The potential for the CATANIA (CAT) stent to be an alternative to both bare-metal stents (BMS) and drug-eluting stents (DES) has been recently demonstrated in the Assessment of The LAtest Non-Thrombogenic Angioplasty stent (ATLANTA) first-in-human study. The aim of the present study was to compare short-term outcomes of patients treated with the CAT stent with those treated with BMS.

Based on an internal registry, the 30-day and 6-month risk-adjusted outcomes for patients who received the CAT stent (n=254) were compared against outcomes of a historical cohort of patients who received BMS (n=552) between January 2001 and December 2001.

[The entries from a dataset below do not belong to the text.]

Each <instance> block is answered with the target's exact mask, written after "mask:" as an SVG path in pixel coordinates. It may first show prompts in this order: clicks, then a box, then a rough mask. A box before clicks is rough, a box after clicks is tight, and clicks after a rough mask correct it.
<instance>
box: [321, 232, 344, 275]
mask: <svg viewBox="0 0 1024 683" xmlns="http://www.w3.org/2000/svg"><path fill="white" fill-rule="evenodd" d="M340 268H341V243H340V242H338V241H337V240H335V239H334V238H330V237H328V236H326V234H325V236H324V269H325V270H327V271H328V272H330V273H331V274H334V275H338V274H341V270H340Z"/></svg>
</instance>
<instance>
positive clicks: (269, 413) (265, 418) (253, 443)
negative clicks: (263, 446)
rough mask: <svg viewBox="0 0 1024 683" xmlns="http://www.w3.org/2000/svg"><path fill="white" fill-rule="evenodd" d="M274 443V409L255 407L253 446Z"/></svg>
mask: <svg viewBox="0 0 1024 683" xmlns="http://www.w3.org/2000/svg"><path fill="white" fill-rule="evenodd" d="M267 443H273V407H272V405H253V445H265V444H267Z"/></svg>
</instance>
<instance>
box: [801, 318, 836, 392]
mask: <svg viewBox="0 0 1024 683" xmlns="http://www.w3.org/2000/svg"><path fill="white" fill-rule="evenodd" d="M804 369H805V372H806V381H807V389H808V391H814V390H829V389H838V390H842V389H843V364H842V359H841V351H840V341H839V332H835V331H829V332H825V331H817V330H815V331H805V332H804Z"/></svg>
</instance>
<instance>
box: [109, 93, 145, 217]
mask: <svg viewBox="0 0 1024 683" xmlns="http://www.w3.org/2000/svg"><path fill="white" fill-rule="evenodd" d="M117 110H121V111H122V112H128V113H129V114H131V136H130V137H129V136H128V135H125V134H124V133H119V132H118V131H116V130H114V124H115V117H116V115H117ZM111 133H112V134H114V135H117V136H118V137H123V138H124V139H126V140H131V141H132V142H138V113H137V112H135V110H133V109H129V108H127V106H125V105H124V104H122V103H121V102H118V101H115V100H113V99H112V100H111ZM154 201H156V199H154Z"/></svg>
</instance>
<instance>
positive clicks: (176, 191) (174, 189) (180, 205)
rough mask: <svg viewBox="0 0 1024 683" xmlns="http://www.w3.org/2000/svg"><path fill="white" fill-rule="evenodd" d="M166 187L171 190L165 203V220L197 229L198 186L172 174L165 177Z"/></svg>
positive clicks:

At 30 days, use of BMS vs. the CAT stent resulted in borderline significant differences with respect to major adverse cardiac and cerebrovascular events (MACCE) and cardiac death or myocardial infarction. At 6 months, BMS showed a statistically significant higher adjusted risk of MACCE (HR 2.79, 95% CIs 1.20-6.48, P=.017) and no differences with respect to the subcomponent end points. The cumulative incidence of definite stent thrombosis (Academic Research Consortium defined) at 6 months was 0.39% for the CAT stent and 2.35% for the BMS.

This study confirms the favorable early and mid-term safety profile and the high-level efficacy of the CAT stent in the treatment of de novo coronary lesions seen in the ATLANTA trial. The use of stents with a nanothin Polyzene-F surface treatment provided improved results with respect to BMS and lower risk of acute and subacute stent thrombosis.